The editorial outrage here is not the piece itself, but its headline. The geniuses at The Tennessean ran the op-ed under this five column headline: "Convention center critics hide in anonymity," apparently failing utterly to grasp that Adkins and Lee were calling out authors of online comments on both sides of the issue. The piece, in fact, explicitly highlights twice one particularly ubiquitous pseudonymous commenter who has been a relentless pro-MCC, anti-Gaylord character-assassinating polemicist.

Adkins and Lee do sound an off note when they write that "technology permits the media to know the source of each blog comment." That's true in all cases only if you require and verify site registration. Otherwise, technology gives us only the IP address of an unnamed commenter, which may or may not be linkable to an actual human depending on how and where the person does his or her online thing. Their statement also raises the broader issue of whether anonymous commenting is good for journalism, community discourse, democracy, and all that--but that's a subject for another day.

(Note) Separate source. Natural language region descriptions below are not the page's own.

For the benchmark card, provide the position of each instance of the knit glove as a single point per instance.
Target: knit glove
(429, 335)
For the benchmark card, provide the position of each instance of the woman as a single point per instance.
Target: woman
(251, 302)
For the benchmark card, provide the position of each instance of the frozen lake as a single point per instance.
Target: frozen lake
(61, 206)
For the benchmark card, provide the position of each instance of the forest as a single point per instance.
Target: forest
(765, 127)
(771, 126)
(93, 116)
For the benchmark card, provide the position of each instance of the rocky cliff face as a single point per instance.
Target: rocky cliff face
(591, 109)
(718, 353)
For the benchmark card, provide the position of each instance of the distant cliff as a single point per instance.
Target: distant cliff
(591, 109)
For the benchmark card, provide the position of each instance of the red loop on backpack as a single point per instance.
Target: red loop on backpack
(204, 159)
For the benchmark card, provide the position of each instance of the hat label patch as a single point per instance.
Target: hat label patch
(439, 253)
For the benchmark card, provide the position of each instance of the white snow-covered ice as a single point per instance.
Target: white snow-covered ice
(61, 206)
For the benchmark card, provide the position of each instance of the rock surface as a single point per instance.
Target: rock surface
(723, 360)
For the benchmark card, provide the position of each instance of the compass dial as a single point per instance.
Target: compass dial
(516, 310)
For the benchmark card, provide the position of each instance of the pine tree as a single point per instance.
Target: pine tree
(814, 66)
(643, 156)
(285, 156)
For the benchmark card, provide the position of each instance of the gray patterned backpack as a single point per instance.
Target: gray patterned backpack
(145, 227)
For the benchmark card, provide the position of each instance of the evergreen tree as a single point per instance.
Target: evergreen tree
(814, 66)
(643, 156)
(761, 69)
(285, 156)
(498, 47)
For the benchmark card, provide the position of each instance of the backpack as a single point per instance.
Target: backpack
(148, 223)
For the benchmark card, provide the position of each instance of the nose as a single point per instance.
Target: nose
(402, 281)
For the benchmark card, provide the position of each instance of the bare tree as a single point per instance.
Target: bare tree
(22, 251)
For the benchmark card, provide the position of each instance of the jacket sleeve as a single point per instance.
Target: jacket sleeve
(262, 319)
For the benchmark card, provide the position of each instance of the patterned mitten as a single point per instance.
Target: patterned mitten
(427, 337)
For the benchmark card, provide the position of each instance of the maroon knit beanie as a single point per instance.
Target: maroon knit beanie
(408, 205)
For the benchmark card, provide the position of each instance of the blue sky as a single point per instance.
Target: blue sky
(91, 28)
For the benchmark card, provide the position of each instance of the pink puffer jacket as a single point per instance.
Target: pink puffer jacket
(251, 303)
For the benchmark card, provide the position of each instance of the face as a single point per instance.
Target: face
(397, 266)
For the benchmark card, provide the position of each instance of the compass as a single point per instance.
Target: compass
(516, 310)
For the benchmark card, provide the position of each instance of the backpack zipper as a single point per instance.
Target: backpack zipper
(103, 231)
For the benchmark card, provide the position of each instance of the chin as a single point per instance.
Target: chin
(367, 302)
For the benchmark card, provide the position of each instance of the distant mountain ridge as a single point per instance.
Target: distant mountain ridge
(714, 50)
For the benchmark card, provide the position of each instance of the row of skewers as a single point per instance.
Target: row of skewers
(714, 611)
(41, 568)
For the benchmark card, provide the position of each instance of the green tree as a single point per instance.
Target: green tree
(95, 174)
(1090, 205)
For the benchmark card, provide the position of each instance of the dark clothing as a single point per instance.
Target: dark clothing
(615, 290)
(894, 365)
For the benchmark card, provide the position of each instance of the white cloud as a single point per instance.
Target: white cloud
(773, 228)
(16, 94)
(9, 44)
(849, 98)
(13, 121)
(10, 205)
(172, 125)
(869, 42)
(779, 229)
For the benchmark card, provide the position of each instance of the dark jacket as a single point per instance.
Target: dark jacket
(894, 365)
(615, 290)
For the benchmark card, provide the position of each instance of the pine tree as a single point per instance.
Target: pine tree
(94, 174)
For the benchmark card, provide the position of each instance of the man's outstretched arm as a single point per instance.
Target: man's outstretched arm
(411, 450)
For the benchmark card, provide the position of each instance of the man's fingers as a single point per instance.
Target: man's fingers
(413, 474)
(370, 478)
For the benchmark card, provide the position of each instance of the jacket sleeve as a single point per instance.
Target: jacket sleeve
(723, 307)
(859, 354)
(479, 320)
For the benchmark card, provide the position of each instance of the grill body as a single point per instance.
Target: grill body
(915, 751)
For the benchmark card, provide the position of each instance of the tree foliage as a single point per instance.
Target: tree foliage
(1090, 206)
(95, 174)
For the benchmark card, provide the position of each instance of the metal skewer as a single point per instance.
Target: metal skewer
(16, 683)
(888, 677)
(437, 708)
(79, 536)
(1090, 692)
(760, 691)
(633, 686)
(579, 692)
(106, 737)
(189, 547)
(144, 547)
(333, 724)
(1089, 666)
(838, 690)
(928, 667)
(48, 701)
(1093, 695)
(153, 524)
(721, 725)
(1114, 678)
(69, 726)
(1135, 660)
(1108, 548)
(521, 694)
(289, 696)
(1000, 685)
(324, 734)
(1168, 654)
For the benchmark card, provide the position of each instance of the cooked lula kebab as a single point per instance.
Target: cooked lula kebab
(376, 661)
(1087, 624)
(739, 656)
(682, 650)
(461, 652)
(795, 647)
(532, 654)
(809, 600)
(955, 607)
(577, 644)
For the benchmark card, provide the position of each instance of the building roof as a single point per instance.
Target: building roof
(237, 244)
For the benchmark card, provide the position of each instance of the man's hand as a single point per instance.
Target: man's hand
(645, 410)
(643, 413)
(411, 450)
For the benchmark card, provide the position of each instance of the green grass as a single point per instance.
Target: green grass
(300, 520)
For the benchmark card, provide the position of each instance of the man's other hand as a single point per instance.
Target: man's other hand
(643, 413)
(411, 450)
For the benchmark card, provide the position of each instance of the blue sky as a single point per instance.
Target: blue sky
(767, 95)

Update: After an odd back and forth on Twitter with Mike Byrd in which The Tennessean inanely tweeted that the writers of the op-ed are not its employees, the paper's editors finally came to understand that they bear responsibility for the absurd headline that they (and not the piece's authors) wrote. The paper writes on its Twitter stream: "We realize our headline was misleading. It should have said both sides of the debate are cloaked in anonymity. We have changed the headline online and apologize for the error." Nonetheless, they still make the basic online journalism error of not noting the correction in the piece itself.